Rambabu (Venkatesh) is a typical George Bailey from the truth evoking drama It's a Wonderful Life. He is a do-gooder, respects everybody, and receives the same in equal amount. When his seemingly middle class mindset is affected by an unexpected event, he gets ideas that have been acquired through the movie-watching ritual.
Venkatesh and Meena along with Kritika and Esther are a happy family. Their aspirations are normal for a family bound by budgets. All they want is to have a good meal, some shopping, possibly a movie in a theatre once in a while. A murder (unintentional) which is supposed to put their happiness upside down reveals the nature of humanity. This is where the original screenplay by Jeethu Joseph gets its luck.
Meena gets to do her Malayalam act in Telugu; while she does her job aptly, the pairing of Meena and Venkatesh is quite a deterrent. If Venkatesh chooses his scripts wisely henceforth, he will have a longer innings. Drushyam is the perfect cup for his tea. His muscular frame and a quick thinking pair of eyes are a warning to anybody who gets close to his family whose purpose is to harm. Kritika plays the elder daughter of the couple. Her expressions, especially in the scene where she strikes the perpetrator with a bat, is noteworthy. She will be getting a lot of calls this weekend. She may start her next film this month hopefully. Esther, the younger daughter is not shaky when with senior actors. Ravi Kale as the constable who is determined to bring Venkatesh to his knees is good enough.
For a thriller, music has to push the narrative forward, but Sharreth’s work falls in the category of mediocrity. Had he upped his scope, the visuals would have had higher intensity. Some of the locations in the film look like they are made for Telugu film song shoots. The greens, the water, the small alleys – they add to the overall impact.

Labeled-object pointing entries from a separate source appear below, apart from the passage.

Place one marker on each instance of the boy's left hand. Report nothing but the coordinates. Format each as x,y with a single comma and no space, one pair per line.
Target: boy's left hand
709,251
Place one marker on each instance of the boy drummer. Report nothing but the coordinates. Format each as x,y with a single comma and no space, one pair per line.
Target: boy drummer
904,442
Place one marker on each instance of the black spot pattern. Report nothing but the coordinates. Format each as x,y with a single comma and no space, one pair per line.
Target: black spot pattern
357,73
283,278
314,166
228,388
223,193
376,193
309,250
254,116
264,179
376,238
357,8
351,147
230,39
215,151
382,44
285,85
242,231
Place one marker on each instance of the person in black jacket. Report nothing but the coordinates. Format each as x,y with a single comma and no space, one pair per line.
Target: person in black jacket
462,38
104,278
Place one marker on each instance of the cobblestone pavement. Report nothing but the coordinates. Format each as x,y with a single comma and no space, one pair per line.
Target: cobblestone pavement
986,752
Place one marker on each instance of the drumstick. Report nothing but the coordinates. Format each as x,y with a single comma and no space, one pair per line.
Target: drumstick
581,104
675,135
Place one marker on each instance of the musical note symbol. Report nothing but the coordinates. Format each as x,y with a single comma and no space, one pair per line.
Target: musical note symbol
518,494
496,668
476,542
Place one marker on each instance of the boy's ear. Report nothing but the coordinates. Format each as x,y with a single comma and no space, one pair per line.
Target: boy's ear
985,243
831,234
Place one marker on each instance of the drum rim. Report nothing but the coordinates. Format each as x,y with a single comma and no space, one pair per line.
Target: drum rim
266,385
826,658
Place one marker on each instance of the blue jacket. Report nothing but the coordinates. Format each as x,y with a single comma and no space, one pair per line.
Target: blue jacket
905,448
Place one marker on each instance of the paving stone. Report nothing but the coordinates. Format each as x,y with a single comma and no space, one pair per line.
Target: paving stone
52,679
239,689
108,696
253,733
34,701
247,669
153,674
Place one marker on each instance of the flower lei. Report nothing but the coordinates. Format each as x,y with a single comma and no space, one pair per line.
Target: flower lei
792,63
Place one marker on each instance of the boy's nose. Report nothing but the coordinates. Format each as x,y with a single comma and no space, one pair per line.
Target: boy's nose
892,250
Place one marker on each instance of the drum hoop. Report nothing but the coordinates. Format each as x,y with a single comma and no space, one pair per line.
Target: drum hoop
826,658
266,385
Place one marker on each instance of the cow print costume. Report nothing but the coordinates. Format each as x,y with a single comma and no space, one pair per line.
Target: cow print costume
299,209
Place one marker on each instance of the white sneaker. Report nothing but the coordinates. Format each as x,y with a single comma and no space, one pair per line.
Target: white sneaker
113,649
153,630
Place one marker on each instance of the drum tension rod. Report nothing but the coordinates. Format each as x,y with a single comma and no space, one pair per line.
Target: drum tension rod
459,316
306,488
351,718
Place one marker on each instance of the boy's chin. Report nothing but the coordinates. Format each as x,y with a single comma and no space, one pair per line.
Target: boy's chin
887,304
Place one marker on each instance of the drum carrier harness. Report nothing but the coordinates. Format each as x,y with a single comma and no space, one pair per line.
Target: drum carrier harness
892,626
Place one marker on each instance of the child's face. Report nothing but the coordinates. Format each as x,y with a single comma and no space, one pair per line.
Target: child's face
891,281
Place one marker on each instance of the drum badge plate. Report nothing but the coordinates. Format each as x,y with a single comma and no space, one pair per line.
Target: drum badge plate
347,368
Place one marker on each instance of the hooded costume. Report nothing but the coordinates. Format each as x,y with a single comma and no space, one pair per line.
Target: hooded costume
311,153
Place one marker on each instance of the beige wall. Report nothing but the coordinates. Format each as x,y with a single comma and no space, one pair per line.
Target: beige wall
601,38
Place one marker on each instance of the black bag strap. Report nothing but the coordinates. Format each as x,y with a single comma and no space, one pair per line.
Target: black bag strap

“Each man’s life touches so many other lives. When he isn’t around he leaves an awful hole.” That’s right! It’s a Wonderful Life may have taught Rambabu a lesson… Rambabu has touched so many lives in his compressed town, when he is in trouble, he is helped by all those lives. “No man is a failure who has friends.” Rambabu continues to have a town of friends who love him for what he does.
Drushyam after two successful remakes is one of those rare universal films. An appealing subject, a believable plot, a delightful result.